TROIS QUESTIONS À DAWN LUNDY MARTIN
Vous employez du code binaire à quatre reprises. Il s’agit d’un langage de machine qui serait alors dénué d’émotion. La discipline va-t-elle jusqu’à soustraire l’émotion du langage ?
Je pensais à un langage universel, ou à la possibilité d’une telle chose. Ça m’intéressait de dépasser les limites de ce qui ne peut être dit dans le langage tel que nous le connaissons, ce que le discours interroge ou proscrit déjà, et dans une manière de parler qui transcendait les forces qui sont déjà construites socialement et empêchent de prêter attention à certaines choses. Le choix du code binaire est un geste qui veut non pas atteindre à l’universalité, mais la désigner – pour dire, pourquoi pas ? Et si le social n’envahissait pas le langage puissions-nous être plus près de restituer le corps, surtout son abjection.
Le corps dans votre recueil est souffrant et se détériore. Est-ce la discipline et le conditionnement qu’elle implique qui produisent cela ? Ou est-ce une forme de résistance à cette discipline ?

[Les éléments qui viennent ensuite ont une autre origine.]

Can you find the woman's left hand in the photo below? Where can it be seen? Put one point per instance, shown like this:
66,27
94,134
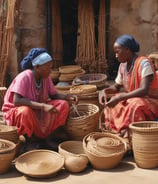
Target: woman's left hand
113,101
72,98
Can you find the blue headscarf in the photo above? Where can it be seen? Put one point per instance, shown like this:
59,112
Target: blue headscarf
26,63
128,41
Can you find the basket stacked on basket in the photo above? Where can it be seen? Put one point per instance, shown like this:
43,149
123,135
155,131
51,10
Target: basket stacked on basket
7,153
69,72
75,158
82,119
94,78
145,143
104,150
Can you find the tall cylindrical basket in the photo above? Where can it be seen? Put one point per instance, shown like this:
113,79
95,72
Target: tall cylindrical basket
145,143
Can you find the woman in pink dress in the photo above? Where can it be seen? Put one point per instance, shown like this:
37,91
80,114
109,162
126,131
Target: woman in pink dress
137,76
31,102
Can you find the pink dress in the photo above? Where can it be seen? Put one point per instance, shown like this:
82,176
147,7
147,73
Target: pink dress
30,121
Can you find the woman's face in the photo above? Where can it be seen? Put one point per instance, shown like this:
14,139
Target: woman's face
45,69
121,53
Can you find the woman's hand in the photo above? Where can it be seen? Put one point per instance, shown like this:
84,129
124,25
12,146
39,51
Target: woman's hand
102,97
72,98
114,101
49,108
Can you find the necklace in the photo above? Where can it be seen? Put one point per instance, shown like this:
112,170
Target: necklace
38,86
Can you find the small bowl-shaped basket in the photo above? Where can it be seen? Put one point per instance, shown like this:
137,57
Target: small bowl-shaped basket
40,163
107,159
145,143
7,153
82,122
75,158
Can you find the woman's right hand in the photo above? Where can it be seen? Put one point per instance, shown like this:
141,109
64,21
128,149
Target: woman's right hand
49,108
102,97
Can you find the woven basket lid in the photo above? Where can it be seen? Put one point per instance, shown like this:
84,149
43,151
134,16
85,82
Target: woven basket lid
83,89
39,163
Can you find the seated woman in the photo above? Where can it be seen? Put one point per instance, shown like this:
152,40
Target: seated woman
137,76
31,102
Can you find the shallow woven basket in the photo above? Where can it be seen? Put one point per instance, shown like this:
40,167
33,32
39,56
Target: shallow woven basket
104,156
77,126
94,78
70,69
75,158
145,143
7,153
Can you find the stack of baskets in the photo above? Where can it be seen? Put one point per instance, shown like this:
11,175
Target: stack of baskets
145,143
7,153
94,78
104,150
69,72
82,121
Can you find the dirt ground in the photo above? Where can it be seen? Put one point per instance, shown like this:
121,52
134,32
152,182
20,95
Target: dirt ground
126,172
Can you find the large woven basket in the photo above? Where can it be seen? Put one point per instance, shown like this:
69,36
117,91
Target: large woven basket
94,78
75,158
145,143
7,153
104,150
77,126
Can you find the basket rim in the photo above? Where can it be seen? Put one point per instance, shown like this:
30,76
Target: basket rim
87,116
108,155
11,147
144,129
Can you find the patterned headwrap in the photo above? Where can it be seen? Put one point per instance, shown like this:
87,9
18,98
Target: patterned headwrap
128,41
34,57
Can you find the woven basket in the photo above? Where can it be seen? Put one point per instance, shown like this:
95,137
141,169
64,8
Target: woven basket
7,153
78,126
75,158
104,156
154,57
95,78
9,133
70,69
145,143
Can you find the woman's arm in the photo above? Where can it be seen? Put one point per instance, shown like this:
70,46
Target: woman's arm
140,92
19,100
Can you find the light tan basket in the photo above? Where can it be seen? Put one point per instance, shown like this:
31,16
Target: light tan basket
70,69
94,78
107,156
7,153
9,133
77,126
75,158
145,143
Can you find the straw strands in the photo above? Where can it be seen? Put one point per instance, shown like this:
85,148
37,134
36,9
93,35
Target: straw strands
86,43
7,12
102,65
57,43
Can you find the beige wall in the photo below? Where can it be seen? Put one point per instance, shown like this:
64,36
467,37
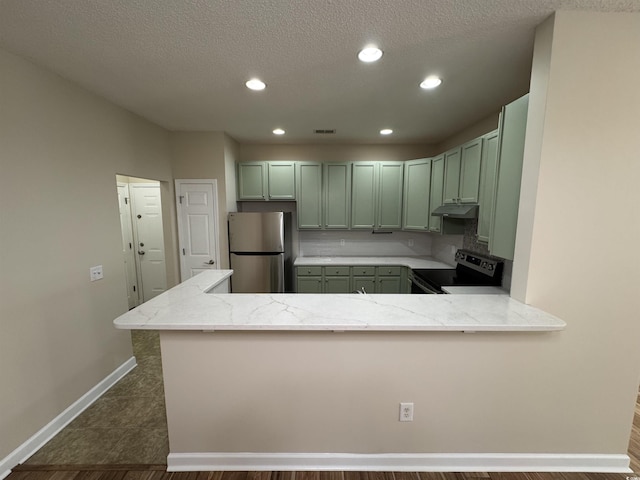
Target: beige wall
208,155
333,153
474,131
61,150
572,391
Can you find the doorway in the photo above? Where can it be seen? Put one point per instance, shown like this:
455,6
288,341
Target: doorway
143,252
197,211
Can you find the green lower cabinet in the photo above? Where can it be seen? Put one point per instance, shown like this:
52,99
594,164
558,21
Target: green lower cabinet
337,279
309,280
389,285
309,284
337,285
366,283
345,279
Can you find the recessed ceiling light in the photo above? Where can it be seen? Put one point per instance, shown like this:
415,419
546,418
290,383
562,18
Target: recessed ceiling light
430,82
256,84
370,54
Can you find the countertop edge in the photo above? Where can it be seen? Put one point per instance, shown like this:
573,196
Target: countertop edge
188,307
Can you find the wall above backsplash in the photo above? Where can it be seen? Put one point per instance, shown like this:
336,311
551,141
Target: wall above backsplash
470,241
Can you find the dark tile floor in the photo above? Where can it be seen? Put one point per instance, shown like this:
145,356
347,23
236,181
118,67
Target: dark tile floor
127,425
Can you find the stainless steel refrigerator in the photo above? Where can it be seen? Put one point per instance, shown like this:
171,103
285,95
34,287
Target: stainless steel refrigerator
260,252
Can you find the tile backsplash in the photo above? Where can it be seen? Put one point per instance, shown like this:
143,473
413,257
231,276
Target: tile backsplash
363,244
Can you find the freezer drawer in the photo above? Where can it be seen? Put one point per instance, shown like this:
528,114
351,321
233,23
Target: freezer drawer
257,273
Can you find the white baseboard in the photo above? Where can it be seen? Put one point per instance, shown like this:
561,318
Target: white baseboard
456,462
46,433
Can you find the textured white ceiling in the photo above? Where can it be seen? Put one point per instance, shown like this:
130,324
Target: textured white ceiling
182,63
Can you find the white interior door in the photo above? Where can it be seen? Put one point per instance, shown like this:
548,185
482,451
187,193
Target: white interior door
128,255
148,238
197,207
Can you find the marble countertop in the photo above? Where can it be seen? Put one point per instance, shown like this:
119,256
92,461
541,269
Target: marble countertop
411,262
475,290
188,306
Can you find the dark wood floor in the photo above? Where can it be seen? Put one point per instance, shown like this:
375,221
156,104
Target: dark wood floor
157,472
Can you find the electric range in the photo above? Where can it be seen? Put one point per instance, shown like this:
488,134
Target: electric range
472,270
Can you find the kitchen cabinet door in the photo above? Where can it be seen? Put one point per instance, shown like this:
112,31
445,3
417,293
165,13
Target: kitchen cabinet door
513,123
470,161
389,211
363,194
389,279
281,180
337,195
435,195
252,181
487,185
417,188
451,175
309,284
389,285
337,285
368,283
309,195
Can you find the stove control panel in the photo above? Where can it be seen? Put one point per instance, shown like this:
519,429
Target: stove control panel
485,265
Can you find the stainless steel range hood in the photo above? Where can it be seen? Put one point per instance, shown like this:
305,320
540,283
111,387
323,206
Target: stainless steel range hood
456,211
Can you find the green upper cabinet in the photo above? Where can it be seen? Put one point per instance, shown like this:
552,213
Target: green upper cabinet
281,180
451,175
435,194
266,181
376,195
324,195
390,181
337,195
462,173
252,181
417,186
309,207
470,162
363,194
513,123
487,185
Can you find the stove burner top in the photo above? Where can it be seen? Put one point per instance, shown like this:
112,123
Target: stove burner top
471,270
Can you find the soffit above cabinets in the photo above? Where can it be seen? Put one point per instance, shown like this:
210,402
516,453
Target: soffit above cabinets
183,65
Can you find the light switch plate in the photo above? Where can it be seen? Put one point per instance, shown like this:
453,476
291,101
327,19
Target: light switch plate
95,273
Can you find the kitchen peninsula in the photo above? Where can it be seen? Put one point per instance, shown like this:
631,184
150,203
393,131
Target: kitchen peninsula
291,381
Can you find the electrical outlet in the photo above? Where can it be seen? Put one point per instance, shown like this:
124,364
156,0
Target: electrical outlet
95,273
406,412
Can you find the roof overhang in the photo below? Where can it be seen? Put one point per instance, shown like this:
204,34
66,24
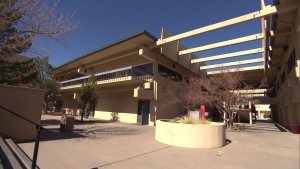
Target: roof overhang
126,46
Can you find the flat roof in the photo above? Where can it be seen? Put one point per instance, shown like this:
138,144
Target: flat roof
142,32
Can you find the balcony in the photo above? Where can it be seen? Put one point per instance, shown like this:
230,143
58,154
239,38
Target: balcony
129,73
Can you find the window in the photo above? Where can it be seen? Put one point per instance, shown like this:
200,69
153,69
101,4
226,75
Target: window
282,77
292,61
168,73
145,68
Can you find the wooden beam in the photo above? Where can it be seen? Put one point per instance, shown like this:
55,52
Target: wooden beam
279,32
236,70
243,62
146,53
268,10
222,44
228,55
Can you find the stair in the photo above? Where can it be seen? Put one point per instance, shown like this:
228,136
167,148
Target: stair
12,157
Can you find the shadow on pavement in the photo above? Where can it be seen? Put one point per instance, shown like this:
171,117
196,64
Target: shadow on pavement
90,132
59,135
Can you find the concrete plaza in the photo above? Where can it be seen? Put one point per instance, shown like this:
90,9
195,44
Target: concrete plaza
100,144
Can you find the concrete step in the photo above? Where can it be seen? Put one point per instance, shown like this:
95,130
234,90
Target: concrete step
27,162
7,157
12,156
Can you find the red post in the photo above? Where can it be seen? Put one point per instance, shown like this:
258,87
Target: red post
203,112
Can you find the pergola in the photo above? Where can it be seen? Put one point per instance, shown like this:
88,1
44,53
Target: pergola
275,21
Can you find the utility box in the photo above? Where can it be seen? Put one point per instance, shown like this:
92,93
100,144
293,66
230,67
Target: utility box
67,123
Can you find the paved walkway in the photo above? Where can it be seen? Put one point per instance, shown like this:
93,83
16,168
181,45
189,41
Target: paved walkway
116,145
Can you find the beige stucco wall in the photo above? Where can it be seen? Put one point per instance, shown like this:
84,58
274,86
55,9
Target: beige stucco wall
24,101
288,97
191,135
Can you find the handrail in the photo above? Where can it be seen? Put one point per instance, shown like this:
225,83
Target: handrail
39,128
24,118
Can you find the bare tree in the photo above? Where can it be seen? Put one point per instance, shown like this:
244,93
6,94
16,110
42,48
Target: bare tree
23,22
224,91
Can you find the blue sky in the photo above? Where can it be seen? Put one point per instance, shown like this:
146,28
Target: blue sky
105,21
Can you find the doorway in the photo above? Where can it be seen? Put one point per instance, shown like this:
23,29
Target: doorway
143,112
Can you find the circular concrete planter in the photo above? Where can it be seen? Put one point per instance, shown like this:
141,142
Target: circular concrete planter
190,135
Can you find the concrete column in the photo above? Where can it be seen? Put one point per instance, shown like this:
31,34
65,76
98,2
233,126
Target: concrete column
250,116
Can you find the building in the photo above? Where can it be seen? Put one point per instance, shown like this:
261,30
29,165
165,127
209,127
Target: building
280,64
131,75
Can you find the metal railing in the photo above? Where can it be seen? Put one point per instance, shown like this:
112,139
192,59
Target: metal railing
115,75
39,128
261,95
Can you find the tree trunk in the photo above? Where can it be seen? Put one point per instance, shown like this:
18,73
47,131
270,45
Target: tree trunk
82,112
229,124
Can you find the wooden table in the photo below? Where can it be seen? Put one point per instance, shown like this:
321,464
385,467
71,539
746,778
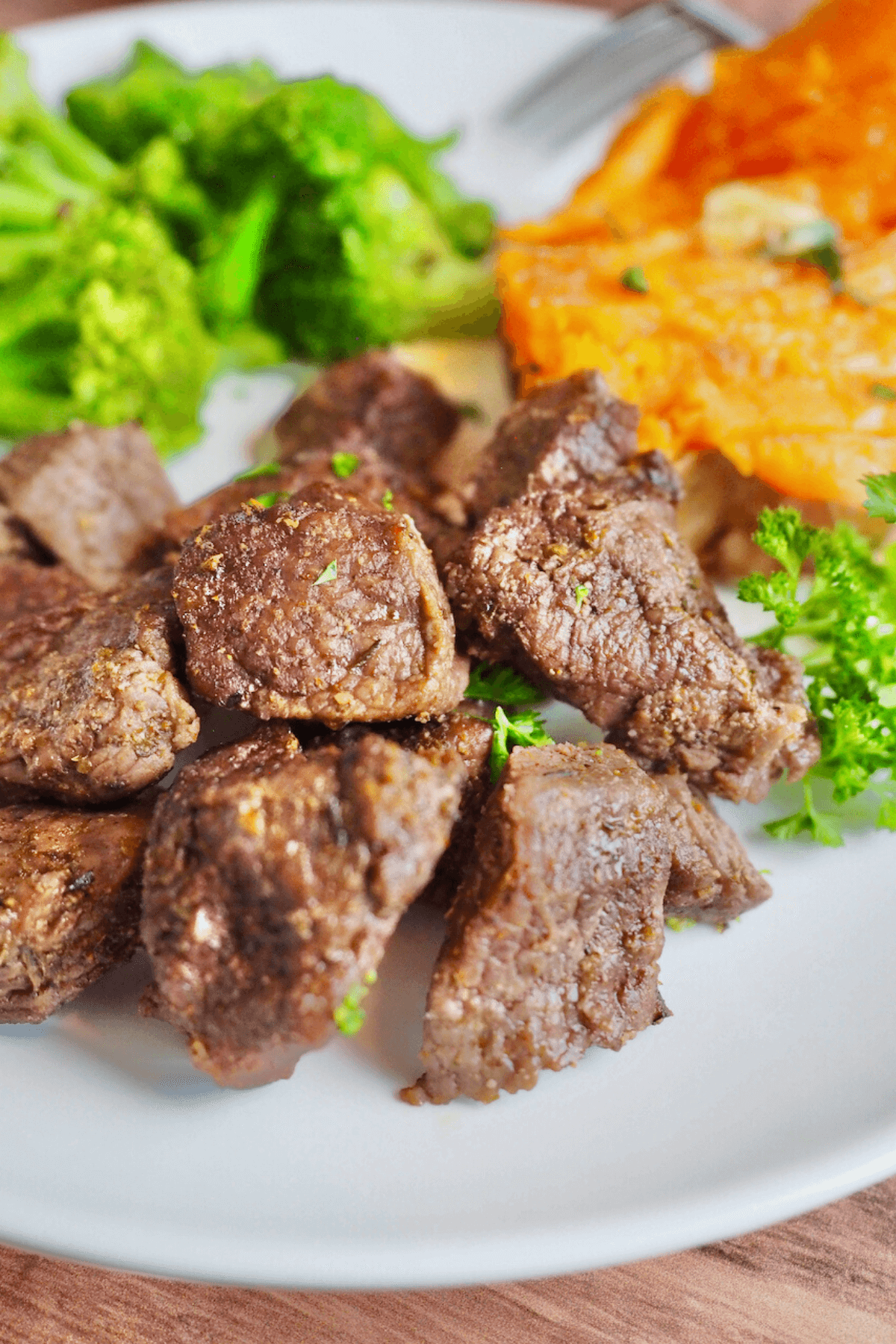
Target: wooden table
825,1278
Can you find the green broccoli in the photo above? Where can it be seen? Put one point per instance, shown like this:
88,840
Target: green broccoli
153,96
109,332
367,242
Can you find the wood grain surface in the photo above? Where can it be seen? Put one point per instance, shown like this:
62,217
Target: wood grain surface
825,1278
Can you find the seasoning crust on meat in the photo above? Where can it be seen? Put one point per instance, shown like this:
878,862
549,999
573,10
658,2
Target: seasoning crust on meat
96,497
274,880
319,608
69,902
90,706
712,880
590,591
554,942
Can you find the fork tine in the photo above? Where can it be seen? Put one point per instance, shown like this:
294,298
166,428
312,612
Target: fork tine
601,75
603,82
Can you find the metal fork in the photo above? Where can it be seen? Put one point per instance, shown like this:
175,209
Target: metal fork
602,74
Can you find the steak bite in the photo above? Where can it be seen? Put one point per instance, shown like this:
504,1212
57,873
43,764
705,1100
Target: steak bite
373,479
591,593
567,432
274,880
69,902
90,707
27,588
375,402
712,880
465,739
96,497
319,608
554,942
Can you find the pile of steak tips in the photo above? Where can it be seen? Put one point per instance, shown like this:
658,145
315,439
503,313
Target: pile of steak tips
337,596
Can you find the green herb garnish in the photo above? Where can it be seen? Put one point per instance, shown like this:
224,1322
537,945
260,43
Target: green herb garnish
842,618
270,499
880,497
521,729
326,576
344,464
815,245
262,470
349,1016
500,685
635,279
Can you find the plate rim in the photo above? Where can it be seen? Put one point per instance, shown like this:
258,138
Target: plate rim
732,1210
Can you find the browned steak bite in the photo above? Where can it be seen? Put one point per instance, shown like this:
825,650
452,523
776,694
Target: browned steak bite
319,608
554,941
590,591
375,402
563,433
467,739
274,880
712,880
69,902
371,479
90,707
27,588
96,497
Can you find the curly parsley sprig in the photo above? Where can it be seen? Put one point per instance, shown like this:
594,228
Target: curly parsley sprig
841,620
517,729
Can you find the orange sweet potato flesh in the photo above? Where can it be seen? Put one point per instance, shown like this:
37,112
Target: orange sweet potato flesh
762,359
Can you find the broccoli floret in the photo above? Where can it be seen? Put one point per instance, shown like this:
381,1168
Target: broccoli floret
111,332
153,96
361,253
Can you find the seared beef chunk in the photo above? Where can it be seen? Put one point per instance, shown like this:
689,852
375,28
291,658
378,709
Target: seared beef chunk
96,497
467,739
563,433
370,402
90,709
27,588
374,480
590,591
319,608
554,941
274,880
712,880
69,902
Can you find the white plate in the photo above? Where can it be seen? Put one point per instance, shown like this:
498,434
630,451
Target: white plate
770,1092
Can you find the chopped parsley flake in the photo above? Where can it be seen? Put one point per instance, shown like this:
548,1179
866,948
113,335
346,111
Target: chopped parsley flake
635,279
326,576
262,470
521,729
676,924
500,685
344,464
349,1016
270,499
842,617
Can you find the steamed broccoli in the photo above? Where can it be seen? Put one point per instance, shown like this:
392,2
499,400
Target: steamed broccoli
109,332
368,242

La discipline est une question dans les poèmes. La discipline est comprise dans le livre comme un mécanisme endémique d’ordre, au sens foucaldien du terme, automatique dans son opération, utilisé et reproduit par les systèmes et institutions qui permettent ces systèmes. La discipline est, également, une succession de regards qui rendent opérationnel le corps physique dans la tentative d’en faire un objet, un pion. La question de l’aptitude du corps à agir avec un véritable pouvoir, étant donné ce qui lui est arrivé, est au cœur du livre. Est-ce que l’action du corps dans le présent est imposée par une réaction psychologique au traumatisme ? Ou est-ce une réaction à l’encontre des régimes qui le cherchent à sa place ? L’auto-soumission, le fait d’allonger obstinément le corps, à plat ventre et vulnérable, en réaction à la violence ou à celle qui s’est ensuivie peut être, dans le texte, une manière de résister aux mécanismes disciplinaires, ou de façon plus puissante, d’opérer en dehors de ceux-ci. La folie, aussi. Les paroles insensées, aussi. Il se peut que l’on résiste aux mécanismes rationnels du discours lorsque la chose que l’on veut dire n’a aucune incarnation rationnelle. Il n’y a pas de place pour le débat.
On peut ressentir une structure particulière dans votre texte. Les poèmes sont rapides et saccadés. Quatre séquences sont définies par les sections codées. Vous insérez une coda finale. Avez-vous souhaité vous rapprocher d’une forme musicale ? Qui aurait alors un effet presque physique sur le lecteur ?
En fait, je considère le poème en prose comme une voie vers le lyrique. La phrase elle-même comme une voie vers l’énonciation anime les qualités lyriques du discours, tel que je le conçois. Mais également l’intérieur des mots – les manières dont la douce acoustique interne des mots se répète. J’ai tendance, je crois, à être attirée vers la diction latine, qui se prête à la musique et au rythme. Dans Discipline, j’ai voulu m’éloigner du fragment isolé ou du bégaiement de discours impossible pour aller vers une énonciation plus superposée qui calmait l’expérience du lecteur, et permettait plus d’ouverture. Puisqu’il y a un aspect autobiographique dans le recueil, cela semble normal ; malgré ce qui peut être un contenu difficile, l’acoustique pourrait être un joug, une invitation, un effet corporel.
Propos traduits en français par Nathalie Guillaume.